# Blue Tooth Devices



## Steadfastly (Nov 14, 2008)

We are seeing more and more devices going wireless these days and with Wi-Fi and Bluetooth connectivity it is not only speeding up the process but making it easier. Here is a digital wireless mixer.

[video=youtube;EbwAZ_ooQMY]https://www.youtube.com/watch?v=EbwAZ_ooQMY[/video]


----------



## Church-Audio (Sep 27, 2014)

Steadfastly said:


> We are seeing more and more devices going wireless these days and with Wi-Fi and Bluetooth connectivity it is not only speeding up the process but making it easier. Here is a digital wireless mixer.
> 
> [video=youtube;EbwAZ_ooQMY]https://www.youtube.com/watch?v=EbwAZ_ooQMY[/video]


I was always told Bluetooth is not as good for audio as say wifi. But I had a line 6 amplifi 150 and got to be honest it sounded pretty good to me. So I think you are going to see a lot more Bluetooth in the future.


----------



## bluzfish (Mar 12, 2011)

Bluetooth is older, slower technology but I imagine they wanted to make it compatible with Apple and Android tablets and phones.


----------



## cavemusic (Jul 8, 2013)

Church-Audio said:


> I was always told Bluetooth is not as good for audio as say wifi. But I had a line 6 amplifi 150 and got to be honest it sounded pretty good to me. So I think you are going to see a lot more Bluetooth in the future.

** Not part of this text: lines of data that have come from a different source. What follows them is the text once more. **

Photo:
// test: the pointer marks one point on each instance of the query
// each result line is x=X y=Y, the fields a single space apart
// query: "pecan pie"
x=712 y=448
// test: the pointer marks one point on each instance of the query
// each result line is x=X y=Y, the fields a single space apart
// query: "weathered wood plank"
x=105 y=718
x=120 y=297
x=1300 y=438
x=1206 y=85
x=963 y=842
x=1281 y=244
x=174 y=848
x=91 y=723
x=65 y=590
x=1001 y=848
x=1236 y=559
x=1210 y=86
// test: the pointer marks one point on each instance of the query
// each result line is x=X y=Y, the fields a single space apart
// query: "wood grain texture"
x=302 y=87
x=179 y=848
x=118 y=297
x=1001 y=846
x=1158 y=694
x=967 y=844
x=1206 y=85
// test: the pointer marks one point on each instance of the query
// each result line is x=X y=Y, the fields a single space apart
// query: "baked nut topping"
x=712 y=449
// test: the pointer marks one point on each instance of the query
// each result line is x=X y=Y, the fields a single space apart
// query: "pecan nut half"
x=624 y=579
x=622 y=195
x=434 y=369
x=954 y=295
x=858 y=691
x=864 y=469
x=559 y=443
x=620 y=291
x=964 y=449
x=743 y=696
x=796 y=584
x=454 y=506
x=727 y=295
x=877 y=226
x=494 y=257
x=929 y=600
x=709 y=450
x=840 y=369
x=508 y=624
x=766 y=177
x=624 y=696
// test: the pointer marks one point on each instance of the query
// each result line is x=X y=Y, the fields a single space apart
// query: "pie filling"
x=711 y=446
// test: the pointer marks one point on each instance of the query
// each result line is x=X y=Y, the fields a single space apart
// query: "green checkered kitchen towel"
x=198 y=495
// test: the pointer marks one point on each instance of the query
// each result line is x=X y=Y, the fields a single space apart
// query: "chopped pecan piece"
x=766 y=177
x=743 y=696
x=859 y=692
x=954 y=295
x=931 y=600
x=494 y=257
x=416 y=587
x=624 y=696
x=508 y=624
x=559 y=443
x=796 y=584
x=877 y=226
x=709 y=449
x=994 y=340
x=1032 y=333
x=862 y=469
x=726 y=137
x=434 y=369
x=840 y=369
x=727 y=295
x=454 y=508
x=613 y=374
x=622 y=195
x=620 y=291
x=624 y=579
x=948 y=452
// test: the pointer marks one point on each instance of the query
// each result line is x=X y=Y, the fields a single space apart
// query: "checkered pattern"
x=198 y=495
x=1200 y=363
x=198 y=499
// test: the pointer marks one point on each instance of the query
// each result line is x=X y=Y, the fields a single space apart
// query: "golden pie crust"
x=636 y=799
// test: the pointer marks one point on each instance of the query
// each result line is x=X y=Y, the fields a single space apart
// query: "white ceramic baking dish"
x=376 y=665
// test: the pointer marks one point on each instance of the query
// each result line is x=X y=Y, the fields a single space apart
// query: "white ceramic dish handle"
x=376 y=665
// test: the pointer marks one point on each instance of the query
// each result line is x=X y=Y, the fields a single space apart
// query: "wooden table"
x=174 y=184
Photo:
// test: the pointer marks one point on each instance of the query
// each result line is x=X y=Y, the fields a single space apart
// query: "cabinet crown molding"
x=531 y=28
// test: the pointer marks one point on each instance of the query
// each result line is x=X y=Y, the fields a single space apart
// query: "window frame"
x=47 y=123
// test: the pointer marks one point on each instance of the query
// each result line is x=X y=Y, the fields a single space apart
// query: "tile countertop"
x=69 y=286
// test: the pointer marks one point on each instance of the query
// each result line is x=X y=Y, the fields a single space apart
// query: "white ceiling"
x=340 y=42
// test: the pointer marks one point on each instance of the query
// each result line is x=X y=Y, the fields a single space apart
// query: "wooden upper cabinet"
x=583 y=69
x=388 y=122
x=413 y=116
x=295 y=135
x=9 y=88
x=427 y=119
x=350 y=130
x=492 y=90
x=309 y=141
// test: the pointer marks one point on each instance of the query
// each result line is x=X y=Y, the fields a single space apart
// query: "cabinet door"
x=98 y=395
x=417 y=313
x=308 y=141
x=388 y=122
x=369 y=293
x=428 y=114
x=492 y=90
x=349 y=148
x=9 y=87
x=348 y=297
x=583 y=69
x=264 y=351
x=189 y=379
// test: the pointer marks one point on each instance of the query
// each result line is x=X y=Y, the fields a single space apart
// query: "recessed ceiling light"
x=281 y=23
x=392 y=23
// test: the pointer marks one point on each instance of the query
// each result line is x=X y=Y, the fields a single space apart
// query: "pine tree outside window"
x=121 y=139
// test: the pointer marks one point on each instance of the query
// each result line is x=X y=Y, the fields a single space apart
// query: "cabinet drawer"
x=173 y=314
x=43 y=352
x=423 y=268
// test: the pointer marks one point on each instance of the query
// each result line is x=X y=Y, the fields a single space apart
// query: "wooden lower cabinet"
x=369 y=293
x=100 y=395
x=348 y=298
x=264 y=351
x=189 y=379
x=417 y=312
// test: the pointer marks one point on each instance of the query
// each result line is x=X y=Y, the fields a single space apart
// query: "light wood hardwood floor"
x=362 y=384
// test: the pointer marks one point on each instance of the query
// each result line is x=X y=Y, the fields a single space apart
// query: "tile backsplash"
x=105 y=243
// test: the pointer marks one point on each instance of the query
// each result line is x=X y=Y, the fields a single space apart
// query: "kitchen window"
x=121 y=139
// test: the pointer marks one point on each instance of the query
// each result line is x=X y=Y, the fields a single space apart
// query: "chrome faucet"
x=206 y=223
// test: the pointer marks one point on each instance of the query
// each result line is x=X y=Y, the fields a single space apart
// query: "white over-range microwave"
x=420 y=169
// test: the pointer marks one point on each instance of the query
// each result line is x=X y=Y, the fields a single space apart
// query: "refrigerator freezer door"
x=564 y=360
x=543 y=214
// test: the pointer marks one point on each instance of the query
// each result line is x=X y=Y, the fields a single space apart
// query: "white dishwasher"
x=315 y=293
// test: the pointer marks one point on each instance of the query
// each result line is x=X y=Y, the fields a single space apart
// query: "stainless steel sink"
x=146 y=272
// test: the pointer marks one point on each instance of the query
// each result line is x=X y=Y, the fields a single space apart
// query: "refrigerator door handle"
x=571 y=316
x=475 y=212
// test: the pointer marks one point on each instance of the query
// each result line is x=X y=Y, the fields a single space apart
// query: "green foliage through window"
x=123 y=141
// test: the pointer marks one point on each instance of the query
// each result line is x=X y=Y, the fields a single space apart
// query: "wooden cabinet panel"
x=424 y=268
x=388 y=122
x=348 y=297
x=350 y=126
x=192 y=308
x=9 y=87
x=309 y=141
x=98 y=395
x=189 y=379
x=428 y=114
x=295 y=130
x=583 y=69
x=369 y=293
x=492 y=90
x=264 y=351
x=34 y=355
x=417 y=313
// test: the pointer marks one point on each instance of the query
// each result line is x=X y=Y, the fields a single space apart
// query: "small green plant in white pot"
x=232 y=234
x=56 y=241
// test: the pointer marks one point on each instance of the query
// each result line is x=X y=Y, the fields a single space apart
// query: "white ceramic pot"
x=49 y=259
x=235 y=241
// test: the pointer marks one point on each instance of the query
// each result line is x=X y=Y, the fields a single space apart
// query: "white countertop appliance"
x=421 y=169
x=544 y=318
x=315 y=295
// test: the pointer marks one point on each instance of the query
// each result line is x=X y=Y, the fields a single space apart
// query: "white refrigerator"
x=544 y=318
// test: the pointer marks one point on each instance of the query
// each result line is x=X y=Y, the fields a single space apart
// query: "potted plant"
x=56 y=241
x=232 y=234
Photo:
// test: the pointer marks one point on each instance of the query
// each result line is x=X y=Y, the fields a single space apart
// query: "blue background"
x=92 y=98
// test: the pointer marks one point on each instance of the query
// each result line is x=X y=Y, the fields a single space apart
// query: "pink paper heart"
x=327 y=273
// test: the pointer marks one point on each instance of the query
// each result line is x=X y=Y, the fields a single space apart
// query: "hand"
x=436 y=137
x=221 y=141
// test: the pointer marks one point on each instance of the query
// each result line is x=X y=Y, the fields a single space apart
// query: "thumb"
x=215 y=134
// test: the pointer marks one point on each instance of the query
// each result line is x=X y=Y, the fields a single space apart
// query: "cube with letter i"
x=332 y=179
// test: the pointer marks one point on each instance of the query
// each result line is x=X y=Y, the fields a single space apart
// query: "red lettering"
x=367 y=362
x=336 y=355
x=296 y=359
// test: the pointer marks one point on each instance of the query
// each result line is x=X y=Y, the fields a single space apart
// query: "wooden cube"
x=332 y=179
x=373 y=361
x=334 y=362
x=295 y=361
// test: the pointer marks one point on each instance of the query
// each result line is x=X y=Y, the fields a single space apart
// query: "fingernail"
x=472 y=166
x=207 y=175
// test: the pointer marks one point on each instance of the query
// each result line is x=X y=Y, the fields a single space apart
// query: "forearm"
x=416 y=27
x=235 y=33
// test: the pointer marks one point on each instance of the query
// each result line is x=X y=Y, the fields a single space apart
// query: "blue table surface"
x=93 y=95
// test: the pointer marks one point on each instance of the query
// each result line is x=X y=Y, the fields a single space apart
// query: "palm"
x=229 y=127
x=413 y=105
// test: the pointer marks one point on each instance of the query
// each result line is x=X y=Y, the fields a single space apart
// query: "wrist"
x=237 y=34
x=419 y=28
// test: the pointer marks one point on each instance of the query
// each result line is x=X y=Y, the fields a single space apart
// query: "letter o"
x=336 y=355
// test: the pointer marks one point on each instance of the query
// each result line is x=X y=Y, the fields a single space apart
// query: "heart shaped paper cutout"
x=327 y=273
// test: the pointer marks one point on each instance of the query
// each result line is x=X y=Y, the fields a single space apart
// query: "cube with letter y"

That Behringer unit doesn't have audio going over any wireless connection, just the mixer controls. There isn't any mention of Bluetooth in the specs though. The Line 6 Amplifi gear does stream audio over Bluetooth. Bluetooth 1.0 has a data speed of up to 1 Mb/s, and the version 2.0 Enhanced Data Rate goes up to 3 Mb/s, which is okay for a couple of channels of digital audio. Bluetooth 3.0 can handle up to 24 Mb/s, but not over the Bluetooth link - it uses a WiFi link for the high speed data.


----------



## allthumbs56 (Jul 24, 2006)

Basically means that the soundguy can stand anywhere in the room and make adjustments to the p.a. Does away with the need for a snake and remote soundbooth at gigs.

Like a big TV remote.


----------